Matching Patients with Therapies—Precision Medicine
Beltran’s focus on the genetic and molecular features of the cancers that she studies reflects a trend in cancer research. “Precision medicine is an approach to match the best therapeutic with the right patient based on the molecular profile of that patient’s cancer. The approach recognizes that one therapy may not work the same in different patients even within the same tumor type and that cancers can evolve during the course of the disease. This is a concept that extends beyond prostate cancer,” she says.
The Englander Institute for Precision Medicine, where Beltran directs clinical activities, is a leader in the effort to improve and personalize clinical care and treatment. “Our goal is to bring cutting-edge genomic sequencing technologies into routine cancer care. We use this information to inform rational treatment recommendations and clinical trials,” Beltran says.
“We now have the capability to look at cancers better than ever before,” Beltran continues, “so we want to use this data to start asking bigger questions—why do some patients respond to treatment and others don’t? Are there targetable alterations relevant across cancer types? What genetic factors influence why a patient gets cancer in the first place, or how well they do once cancer develops?”
As the capability to study human disease improves, Beltran says there’s more opportunity for the translation of basic science to the clinic. “In the past, basic science and clinical medicine were not as closely intertwined,” she says. “But we have new tools to deeply profile cancers, develop model systems, understand cancer genetics and tumor biology, and to develop new treatments faster. I think it’s a great opportunity for translational researchers and physician-scientists to make an impact.”
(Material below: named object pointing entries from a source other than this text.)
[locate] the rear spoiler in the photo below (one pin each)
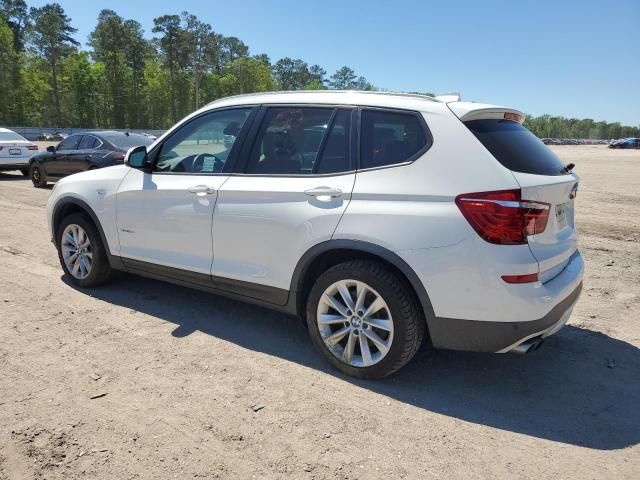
(467, 111)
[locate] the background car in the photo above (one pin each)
(83, 151)
(15, 151)
(625, 143)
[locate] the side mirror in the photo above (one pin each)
(136, 157)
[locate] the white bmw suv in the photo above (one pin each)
(380, 219)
This is exactly what Beltran has always set out to do—to bridge the divide between research and patient care. “While it does require managing time and speaking different languages, I think it is exciting and empowering,” she says. “My patients motivate me and drive my research. Being engaged in research also helps me bring the latest technologies and new therapies back to my patients. Our patients get involved and participate in research, in trials. It is rewarding to be at that interface.”
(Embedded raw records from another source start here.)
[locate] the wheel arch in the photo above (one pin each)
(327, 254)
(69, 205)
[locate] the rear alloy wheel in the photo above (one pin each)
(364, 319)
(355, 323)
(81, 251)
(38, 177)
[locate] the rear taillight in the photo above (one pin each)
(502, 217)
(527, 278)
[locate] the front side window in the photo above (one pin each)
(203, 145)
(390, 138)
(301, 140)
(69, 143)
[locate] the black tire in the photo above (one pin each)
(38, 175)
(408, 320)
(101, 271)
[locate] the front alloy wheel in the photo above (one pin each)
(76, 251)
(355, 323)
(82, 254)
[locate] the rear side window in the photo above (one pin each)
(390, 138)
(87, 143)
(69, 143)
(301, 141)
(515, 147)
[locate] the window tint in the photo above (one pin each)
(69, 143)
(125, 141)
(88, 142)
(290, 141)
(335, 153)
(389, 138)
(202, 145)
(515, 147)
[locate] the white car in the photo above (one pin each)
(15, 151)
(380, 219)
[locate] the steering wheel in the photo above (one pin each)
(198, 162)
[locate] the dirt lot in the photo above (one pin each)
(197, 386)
The interdisciplinary environment and the research infrastructure at Weill Cornell Medicine make it possible. “Being able to work with a range of investigators with expertise across disciplines, to ask questions in different ways—this is why I chose Cornell,” Beltran says. “It’s a collaborative environment that facilitates translational research and helps me effectively bridge the clinic and the laboratory.”